Weekend Flashback Review – APB Reloaded

Originally posted February 14th 2012

Something a bit different this week, APB Reloaded is the free-to-play resurrection of the originally Scottish developed APB. A GTA MMO before GTA Online, APB was Realtime Worlds next title after Crackdown, and it had a good premise. Unofortunately, after it was picked up and rebranded, it suffered from pay-to-win weapons, and repetitiveness. While it has evolved a lot over the years, it’s still going. I don’t know how the game stands currently, but if it’s still getting updated then surely there’s a dedicated fanbase that enjoy the game enough to keep it alive. At least now it stands as a monument to a Scottish Developer that had trouble staying afloat.

Not many games get a new lease of life after they die a death. Especially if their creators end up having to disband after the game itself fails.APB: Reloaded is the re-release of the original Realtime Worlds game now under the watchful eye of Gamers First. Although at first glance it looks almost identical, a lot of work has gone in to give this game it’s second wind. The question being was it successful or was it doomed from the start.

The first thing you come across in Reloaded is the fact that it’s no longer subscription based. Gamers First have elected to try out the Free-to-Play model, allowing for anyone to download the game and try it. This, so far, has been a popular assessment, with it’s release on Steam giving them around three million players in the first week. So what do you pay for? Why, weapons, of course. There’s also a “premium” account you can purchase, which increases faction standing and money rewards at the end of missions, as well as unlocking decals, symbols and other things more frequently.

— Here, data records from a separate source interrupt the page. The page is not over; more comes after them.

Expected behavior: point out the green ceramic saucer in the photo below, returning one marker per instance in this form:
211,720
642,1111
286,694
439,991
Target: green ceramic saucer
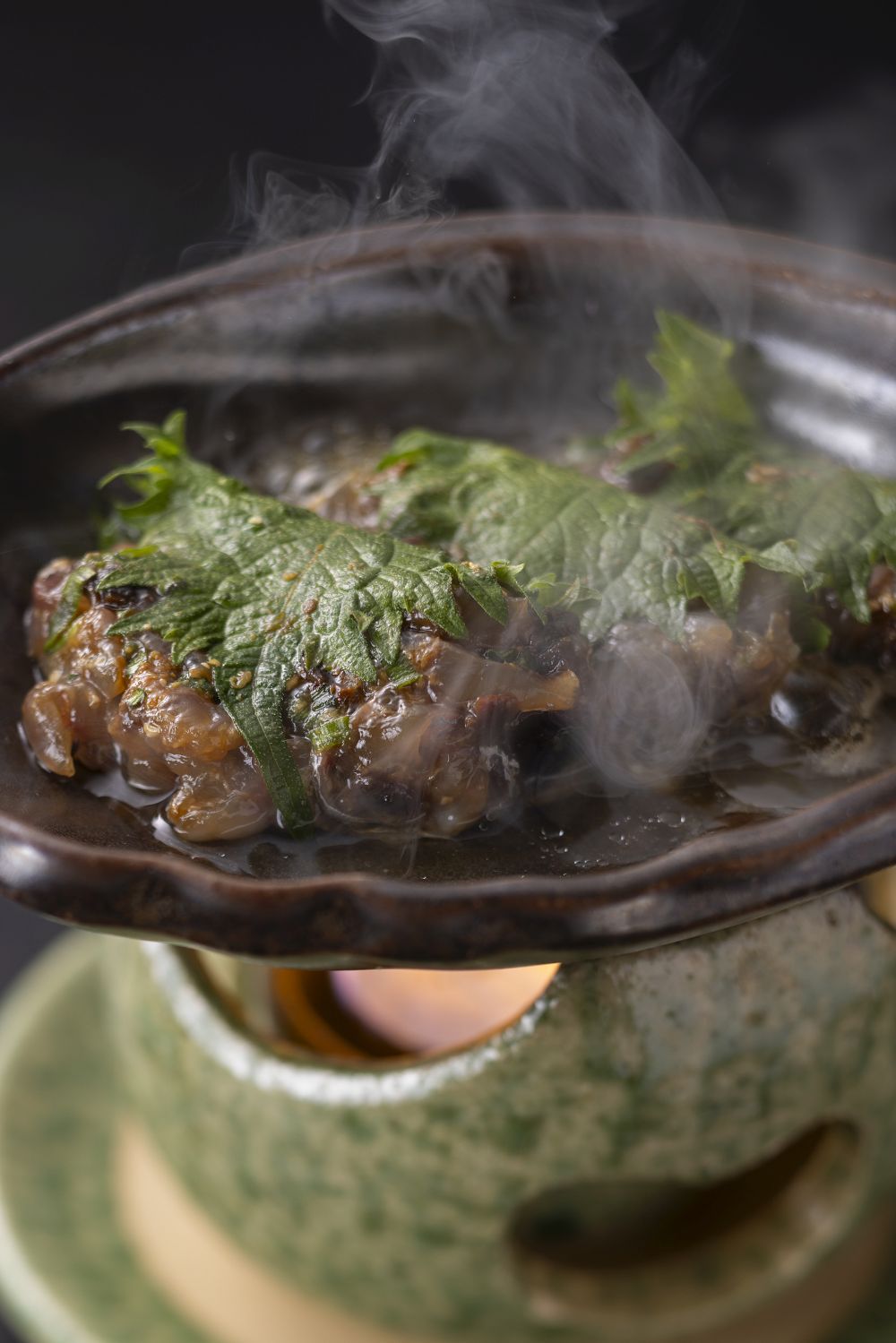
66,1270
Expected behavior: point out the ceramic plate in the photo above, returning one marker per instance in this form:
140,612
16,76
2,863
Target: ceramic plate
67,1273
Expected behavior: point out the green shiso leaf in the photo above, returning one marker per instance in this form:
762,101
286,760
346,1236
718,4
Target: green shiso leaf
266,589
583,543
731,498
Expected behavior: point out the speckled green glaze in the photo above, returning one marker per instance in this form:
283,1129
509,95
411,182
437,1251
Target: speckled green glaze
66,1273
392,1189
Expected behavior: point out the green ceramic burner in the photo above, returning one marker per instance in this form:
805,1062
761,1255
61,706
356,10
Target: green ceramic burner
668,1146
67,1270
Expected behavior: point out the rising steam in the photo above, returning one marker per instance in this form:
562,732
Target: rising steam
508,104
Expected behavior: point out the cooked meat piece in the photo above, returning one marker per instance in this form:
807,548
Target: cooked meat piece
435,751
438,755
653,704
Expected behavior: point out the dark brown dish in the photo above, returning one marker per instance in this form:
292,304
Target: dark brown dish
513,328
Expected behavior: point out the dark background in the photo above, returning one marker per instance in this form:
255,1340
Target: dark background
118,128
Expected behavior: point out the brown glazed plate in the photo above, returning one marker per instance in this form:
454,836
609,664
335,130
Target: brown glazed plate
511,327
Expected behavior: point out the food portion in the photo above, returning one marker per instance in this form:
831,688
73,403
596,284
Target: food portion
460,634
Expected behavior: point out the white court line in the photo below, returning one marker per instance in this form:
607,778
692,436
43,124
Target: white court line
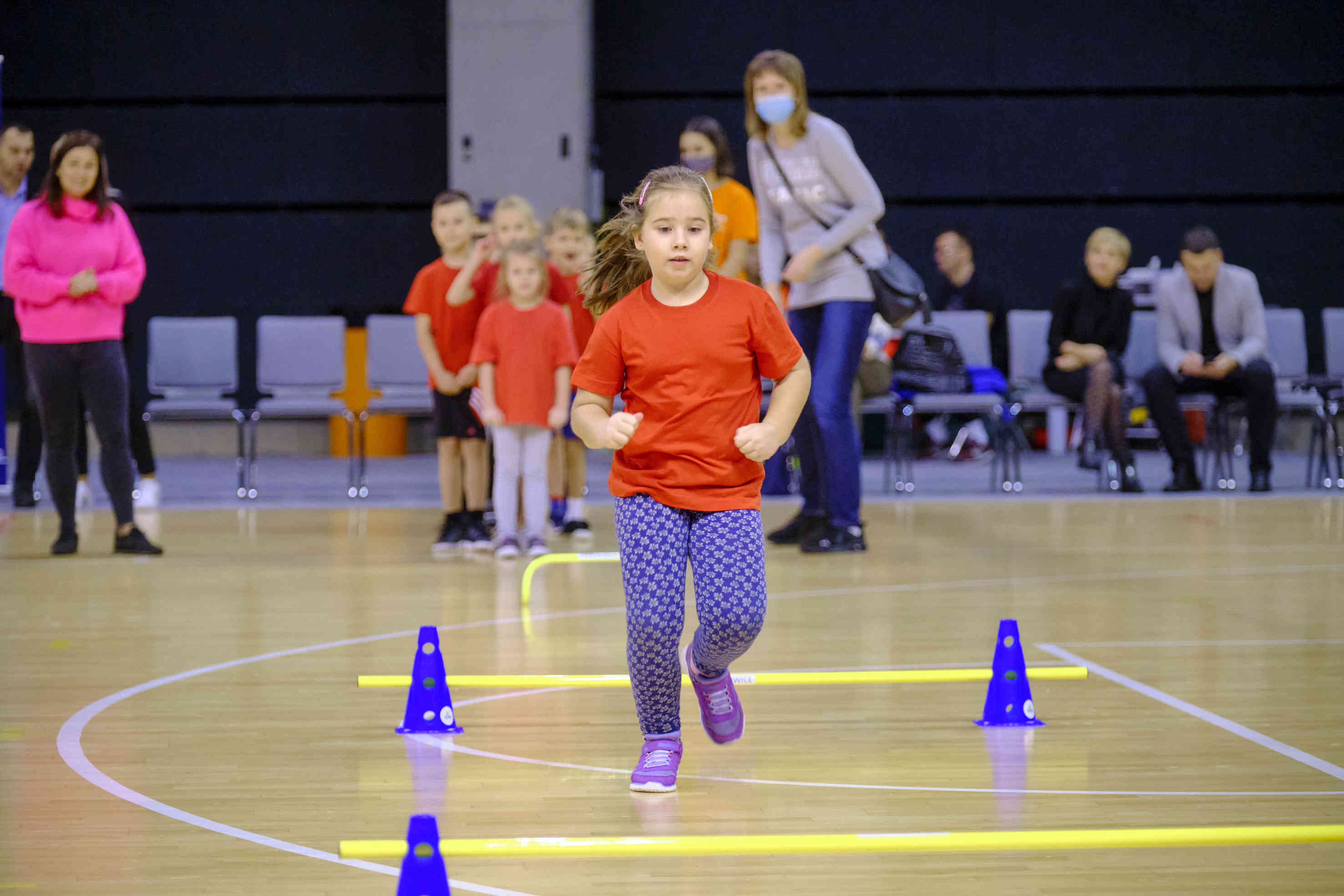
1177,703
1254,643
71,750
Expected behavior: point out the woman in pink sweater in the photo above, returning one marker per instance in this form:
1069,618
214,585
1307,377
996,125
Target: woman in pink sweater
73,264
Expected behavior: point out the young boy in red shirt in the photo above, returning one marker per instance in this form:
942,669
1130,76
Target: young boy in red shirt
445,331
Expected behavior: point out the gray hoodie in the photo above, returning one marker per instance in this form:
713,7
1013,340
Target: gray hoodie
830,178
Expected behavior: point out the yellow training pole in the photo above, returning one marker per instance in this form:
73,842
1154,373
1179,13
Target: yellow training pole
896,843
863,678
548,559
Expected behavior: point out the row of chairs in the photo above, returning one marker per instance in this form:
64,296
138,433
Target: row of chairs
300,363
1029,351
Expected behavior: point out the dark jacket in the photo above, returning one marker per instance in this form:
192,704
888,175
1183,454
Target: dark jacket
978,294
1089,315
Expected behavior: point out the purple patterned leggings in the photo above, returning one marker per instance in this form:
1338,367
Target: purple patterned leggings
728,558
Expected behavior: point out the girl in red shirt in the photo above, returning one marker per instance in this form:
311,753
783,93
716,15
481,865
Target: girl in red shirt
525,352
686,350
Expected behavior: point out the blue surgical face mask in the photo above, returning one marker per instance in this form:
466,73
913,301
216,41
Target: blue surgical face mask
775,109
700,164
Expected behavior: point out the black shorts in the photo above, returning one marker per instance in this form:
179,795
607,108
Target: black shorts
455,418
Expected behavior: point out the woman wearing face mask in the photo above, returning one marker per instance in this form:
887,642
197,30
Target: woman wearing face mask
804,168
73,264
705,150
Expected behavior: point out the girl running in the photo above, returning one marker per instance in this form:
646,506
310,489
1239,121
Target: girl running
686,350
525,351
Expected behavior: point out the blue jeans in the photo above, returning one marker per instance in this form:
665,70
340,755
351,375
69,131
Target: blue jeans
832,338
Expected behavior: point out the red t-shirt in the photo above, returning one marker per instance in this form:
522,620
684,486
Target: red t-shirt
453,325
580,316
695,374
526,349
487,276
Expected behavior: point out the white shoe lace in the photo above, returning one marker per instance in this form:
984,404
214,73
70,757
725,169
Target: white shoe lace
720,702
658,759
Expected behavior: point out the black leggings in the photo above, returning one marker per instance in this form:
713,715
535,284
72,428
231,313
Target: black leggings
61,375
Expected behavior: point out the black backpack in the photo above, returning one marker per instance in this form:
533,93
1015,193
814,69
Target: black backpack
929,360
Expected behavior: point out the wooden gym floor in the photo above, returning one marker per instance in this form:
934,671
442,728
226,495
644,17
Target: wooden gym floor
150,746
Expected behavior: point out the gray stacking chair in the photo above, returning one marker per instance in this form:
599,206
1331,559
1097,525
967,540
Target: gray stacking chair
1287,332
972,334
1332,387
396,369
300,363
193,366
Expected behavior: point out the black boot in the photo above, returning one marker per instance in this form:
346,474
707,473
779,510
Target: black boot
1089,456
1185,479
797,530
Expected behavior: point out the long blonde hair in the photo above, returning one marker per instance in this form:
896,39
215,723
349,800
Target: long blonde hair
619,268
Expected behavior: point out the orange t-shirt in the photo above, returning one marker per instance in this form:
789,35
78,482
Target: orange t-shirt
526,347
487,276
695,374
453,325
734,201
580,316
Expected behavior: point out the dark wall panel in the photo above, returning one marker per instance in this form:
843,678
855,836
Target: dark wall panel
250,264
97,49
1037,147
264,154
975,46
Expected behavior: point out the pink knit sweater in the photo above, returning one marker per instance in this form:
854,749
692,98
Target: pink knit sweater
41,256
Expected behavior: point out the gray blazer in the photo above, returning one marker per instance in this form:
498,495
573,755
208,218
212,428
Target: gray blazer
1238,316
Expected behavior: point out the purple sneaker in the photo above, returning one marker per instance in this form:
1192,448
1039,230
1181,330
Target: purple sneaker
659,761
721,711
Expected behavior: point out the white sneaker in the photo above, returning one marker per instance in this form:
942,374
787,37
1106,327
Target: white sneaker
147,493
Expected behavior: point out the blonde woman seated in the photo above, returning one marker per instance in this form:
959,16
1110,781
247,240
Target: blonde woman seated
1089,331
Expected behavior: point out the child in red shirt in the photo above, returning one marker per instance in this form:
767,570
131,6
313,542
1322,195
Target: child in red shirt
686,350
445,334
512,219
569,243
525,351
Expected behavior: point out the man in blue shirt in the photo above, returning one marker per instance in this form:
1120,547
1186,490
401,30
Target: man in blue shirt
16,151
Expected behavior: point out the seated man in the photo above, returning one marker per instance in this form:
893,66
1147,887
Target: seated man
1210,339
963,288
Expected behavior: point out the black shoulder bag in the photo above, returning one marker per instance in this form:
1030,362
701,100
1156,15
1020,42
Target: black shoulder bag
897,289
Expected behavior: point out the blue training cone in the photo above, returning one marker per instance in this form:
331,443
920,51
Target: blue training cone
422,870
429,707
1009,699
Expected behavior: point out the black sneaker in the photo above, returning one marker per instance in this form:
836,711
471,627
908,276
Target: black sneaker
835,539
475,535
578,528
1185,480
135,542
797,530
66,543
451,535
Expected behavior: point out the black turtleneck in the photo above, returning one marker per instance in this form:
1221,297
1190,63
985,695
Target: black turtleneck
1089,315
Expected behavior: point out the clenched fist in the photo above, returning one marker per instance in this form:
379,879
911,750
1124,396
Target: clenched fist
620,428
757,441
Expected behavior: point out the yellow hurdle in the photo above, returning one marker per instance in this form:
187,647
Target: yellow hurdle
862,678
548,559
913,843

Unfortunately, the Premium is where the system works, while the weapons you can buy kind of break the game. Though you only really rent the weapons (Some you can buy permanently for a larger sum of “g1 points”) the ones you pay for are overpowered and unbalance the game entirely. Some even stripping down the weaknesses of some weapons, for example, a high powered sniper rifle that doesn’t slow you down, is silenced and can be fired from a vehicle. A lot of these weapons have been dubbed “Pay to Win” and it’s obvious why, as the teams with these guns tend to be on the winning side the majority of the time.

The other changes that have taken place have mainly been focused around the god awful balancing in the first release. Though it can be bad with the weapons mentioned previously, after the initial grind for your first new gun, the game can be fairly fun and challenging without feeling unfair. The matchmaking system works well around 75% of the time and matches you with some fun opponents, and if they get too difficult, backup is offered allowing for larger and more chaotic matches.

Progression has had some slight altering too, with weapons, vehicles and enhancements unlocking slightly differently, though this will only be noticeable to those who did play a lot of the game before and after the change. Further updates that come out semi-regularly also tweak the balance of things here and there and it’s clear the developer is keen on supporting this game thoroughly.

Gamers First do have another problem on their hands: Cheaters and hackers are commonplace on some servers, with aim-assists and other silly advantages players give themselves. You will be bound to run across at least one team ‘at it’ in a few hours of play, and it can be disconcerting after you lose to someone obviously not playing by the rules. They do handle this well, however, as they include a recording feature that allows you to record proof of their antics and report the culprits directly to Gamers First. It doesn’t stop the problem, but it’s one way of fighting it.

However, the game is still incredibly fun when played with friends. Getting a group together (unfortunately limited to four people, although the matches themselves are not) and cruising around waiting for missions to start is pretty enjoyable. It also enhances the team aspect of the game, with communication and co-operation being key in the higher level skirmishes that take place. Even with some of the powerful weapons, team play can win out in the end.

Customization is also still the king in this game. All of the fantastically in-depth tools that Realtime Worlds created are intact here, allowing you (if you have symbols unlocked) to create a wide array of fantastic decals for clothing, cars and even large billboards to show off that you’re in the server. I even bought the Jazz Jackrabbit theme tune from the in-game marketplace that a player had created, and there’s many more familiar tunes out there for everyone to use.

All that being said, if you wanted to try this game out for yourself you may not have much fun. Though if you bring a couple of mates in and actually communicate, then it could be worth giving it a try. It is free after all, and can lead to some very amusing things happening. It’s certainly not the greatest game out there, but you can do a lot worse. It’s just a shame that it’s not incredibly easy to recommend to everyone after I personally have spent almost 90 hours playing it on Steam. It needs improvement, but it’s getting there. Slowly.